What the Hell's Wrong with The Walking Dead?!

It's been two days after the season finale of The Walking Dead, and Sunday night's episode left me with a rather deflated huh feeling that has plauged me ever since. I know, this past season has been a letdown. It's been boring. I hear that. I can't argue with that. What's been eating me since Sunday, though, is a feeling that maybe I was right all along when AMC fired series creator, Frank Darabont, almost two years ago.

Season 3 of AMC's blockbuster cable drama started off exciting as the "Rick-tatorship" sets up shop at an abandoned prison, and we're introduced to fan-favorite villian, The Governor. I say drama, because the first eight episodes were chock-full of it: Rick (literally) chops down opposition; Lori gives birth, then dies, then gets put down by Carl; T-Dog bites it; Andrea and new pal Michonne meet The Governor, the leader of Woodbury who collects heads and keeps his zombie daughter around; Merle is alive and aligned with The Governor... There was more, lots more, and it kept building and building until the all-out war that was the mid-season cliffhanger.

And then came the remaining eight episodes. From that point on, it felt like being a zombie watching this show lumber on with what seemed to be no sense of... well, anything! Every character in the second half of Season 3 seemed like they were spinning their wheels, which obviously means the writers were doing the same. While there were some highlights, such as Rick's reunion with Morgan and Merle's last stand, everything that made the first eight episodes consistently involving was nowhere to be found. Eventually, there was a point to all this, but the season dragged on until it was too late for me to really care. Yes, Season 2 was also a slow burner, but at least it was actually moving towards something. That something is called a pay-off, which is what the creators forget to give us time around.
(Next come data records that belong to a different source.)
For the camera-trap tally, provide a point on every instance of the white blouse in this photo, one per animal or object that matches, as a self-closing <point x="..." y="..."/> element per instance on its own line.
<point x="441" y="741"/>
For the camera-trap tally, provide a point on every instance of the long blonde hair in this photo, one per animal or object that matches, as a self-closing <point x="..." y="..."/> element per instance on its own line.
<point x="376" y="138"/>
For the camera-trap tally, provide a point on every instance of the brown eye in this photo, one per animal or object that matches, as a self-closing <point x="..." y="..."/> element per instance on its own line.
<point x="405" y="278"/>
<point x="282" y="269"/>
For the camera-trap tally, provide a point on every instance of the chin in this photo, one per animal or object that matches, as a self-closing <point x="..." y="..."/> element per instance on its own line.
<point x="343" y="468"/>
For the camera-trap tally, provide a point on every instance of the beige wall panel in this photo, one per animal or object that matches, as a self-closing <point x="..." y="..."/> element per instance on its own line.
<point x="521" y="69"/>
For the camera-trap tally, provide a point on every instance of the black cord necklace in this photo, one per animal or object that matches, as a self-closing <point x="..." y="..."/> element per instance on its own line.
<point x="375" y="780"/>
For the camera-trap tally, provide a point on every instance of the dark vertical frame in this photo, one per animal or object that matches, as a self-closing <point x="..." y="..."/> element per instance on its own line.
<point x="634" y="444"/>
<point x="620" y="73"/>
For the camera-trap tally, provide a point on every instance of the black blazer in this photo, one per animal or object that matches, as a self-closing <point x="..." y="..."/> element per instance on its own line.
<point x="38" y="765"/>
This past year confirms that firing show runner Frank Darabont after the initial season was a bone-headed move on the part of AMC. For that reason, I almost stopped watching The Walking Dead after those first six episodes, but due to the enormous popularity, I decided to at least give the rest of the show a chance. I'm starting to regret that decision after enduring these last eight frustrating and exhausting weeks. Now there's a new show runner to replace the guy who replaced Frank Darabont- I could give you the names, but do you really care? Things could still turn around. Yet, I can't shake the feeling that it's still too late to care anymore. Nothing has been the same for The Walking Dead the same way the Superman films were never the same after the Salkinds fired director Richard Donner. If I do decide to go back to The Walking Dead in October, I hope I don't regret that decision, either.

Christ, I making this sound like going back to an bad ex or something.